Once he said, “Don’t give up. There’s a way out of this. We’ll find it.”
She did not answer. There seemed to be no means by which she could take hold of her problems. By the time the law moved its slow, ponderous machinery, Laurie might be lost to her for good, and, more important, lost to herself. For the moment Marcia knew only that she must return to the house in Kyoto and take up her life from that point on. She dared not think of Alan. She dared not take comfort in the touch of his hand, or the affection in his eyes.
They caught a local to Hiroshima and took a Kyoto train from there. It seemed to Marcia that she had always traveled on Japanese trains. As the mountains slipped by on one side, the island-dotted sea on the other, she felt that all this was as familiar as the coast of California.
The train was a slow one and they reached Kyoto in the evening.
Alan took her as far as her gate. “You can reach me through Nan, if you need me,” he said. “I’ll keep in touch with her.”

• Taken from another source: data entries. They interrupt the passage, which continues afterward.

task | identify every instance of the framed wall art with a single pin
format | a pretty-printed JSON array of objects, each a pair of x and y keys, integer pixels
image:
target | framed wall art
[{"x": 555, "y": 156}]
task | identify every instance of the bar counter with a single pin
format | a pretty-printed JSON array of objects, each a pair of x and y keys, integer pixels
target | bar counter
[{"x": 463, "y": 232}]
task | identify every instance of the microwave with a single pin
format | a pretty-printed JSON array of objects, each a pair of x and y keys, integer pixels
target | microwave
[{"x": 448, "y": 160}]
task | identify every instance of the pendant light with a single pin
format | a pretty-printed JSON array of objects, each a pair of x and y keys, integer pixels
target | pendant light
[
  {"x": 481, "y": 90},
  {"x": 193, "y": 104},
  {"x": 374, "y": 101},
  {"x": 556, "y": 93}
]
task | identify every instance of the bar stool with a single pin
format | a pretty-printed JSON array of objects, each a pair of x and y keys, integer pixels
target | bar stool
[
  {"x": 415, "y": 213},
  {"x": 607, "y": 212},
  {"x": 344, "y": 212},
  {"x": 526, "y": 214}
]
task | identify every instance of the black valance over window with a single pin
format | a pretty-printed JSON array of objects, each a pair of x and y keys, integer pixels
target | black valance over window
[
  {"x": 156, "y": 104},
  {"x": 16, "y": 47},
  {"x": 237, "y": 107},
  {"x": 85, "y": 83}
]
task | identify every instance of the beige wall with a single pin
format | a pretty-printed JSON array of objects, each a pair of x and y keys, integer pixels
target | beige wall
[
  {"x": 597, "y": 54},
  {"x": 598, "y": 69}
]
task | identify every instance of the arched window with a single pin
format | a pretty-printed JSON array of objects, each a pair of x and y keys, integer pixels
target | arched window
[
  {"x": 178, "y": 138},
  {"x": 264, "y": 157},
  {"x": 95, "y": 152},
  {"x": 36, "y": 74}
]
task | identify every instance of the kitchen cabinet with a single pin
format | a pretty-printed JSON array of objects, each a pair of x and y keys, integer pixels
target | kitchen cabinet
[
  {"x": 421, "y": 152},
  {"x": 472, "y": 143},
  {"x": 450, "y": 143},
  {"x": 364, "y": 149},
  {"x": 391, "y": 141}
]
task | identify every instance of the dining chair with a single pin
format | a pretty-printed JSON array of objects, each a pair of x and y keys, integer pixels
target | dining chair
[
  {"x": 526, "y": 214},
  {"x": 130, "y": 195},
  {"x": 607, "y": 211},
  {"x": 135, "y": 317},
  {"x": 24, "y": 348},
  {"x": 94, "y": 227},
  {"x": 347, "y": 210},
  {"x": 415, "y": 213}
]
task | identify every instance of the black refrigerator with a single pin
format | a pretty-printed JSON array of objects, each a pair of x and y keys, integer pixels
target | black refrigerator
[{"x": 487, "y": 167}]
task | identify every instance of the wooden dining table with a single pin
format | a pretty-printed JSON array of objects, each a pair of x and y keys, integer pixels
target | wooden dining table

His hand rested lightly on Marcia’s arm. She nodded and turned quickly away because her throat was tight with aching and she could not speak.
As she walked through the garden she could see the lights burning in her own room, though Jerome’s was dark. Sumie-san came joyfully to welcome her and said that danna-san—the master—was out. But Raurie-san was sad and cried much.
&nbs
p; Marcia hurried into the bedroom and found Laurie in bed, her eyes puffy from weeping. She flung herself into her mother’s arms and clung to her fiercely.
“Minato-san made me come!” she cried. “When I didn’t want to leave you, he said Daddy was very sick and wanted me right away. But it wasn’t true—it wasn’t true at all! Mommy, I don’t want to stay here any more. I’m afraid of Daddy the way he is now. We were happy on Miyajima—please let’s go away again.”
“We’ll go away soon, darling,” Marcia said. “But now I’m here, so you can sleep and not worry. No one is going to take you away from me.”
She sat beside Laurie’s bed and pretended to read until the child fell asleep. Then she went into the wide, dim hallway she had hoped never to see again.
Up the dark stairs she went, to the upper floor. Here in this quiet place on the veranda perhaps she could think, plan. As she must plan somehow. The moonflower was there where she had left it, and now she saw that it had been transformed. There among the large green leaves were three enormous ghostly blooms, scenting the night with their sweet, spicy odor. Marcia bent over it, breathing the heady scent. What was it the odor reminded her of?
She was still there when she heard the key turn in the lock of the partition door. Moving swiftly in her stockinged feet, she stepped onto the tatami of the room behind and drew herself back in a shadowy corner.
Once more she saw the woman in white. Madame Setsu came smoothly along the gallery, her silk kimono sleeves rippling with her movement. For once she wore no scarf about her head and her long black hair hung down her back, caught loosely with a tortoise-shell clasp. In the dim light the scarlet of her obi looked almost black. Her perfume blended with that of the moonflower and the similarity was evident.
Marcia leaned against the wall, holding her breath, and felt beneath her fingers an electric switch. She could light the veranda if she wished, but she held her hand still, watching.
Madame Setsu went straight to the plant and bent lovingly above the white flowers. One graceful hand reached out to touch them lightly. Then, before Marcia could move, Haruka plucked the three blooms from the vine and held them up in her hand.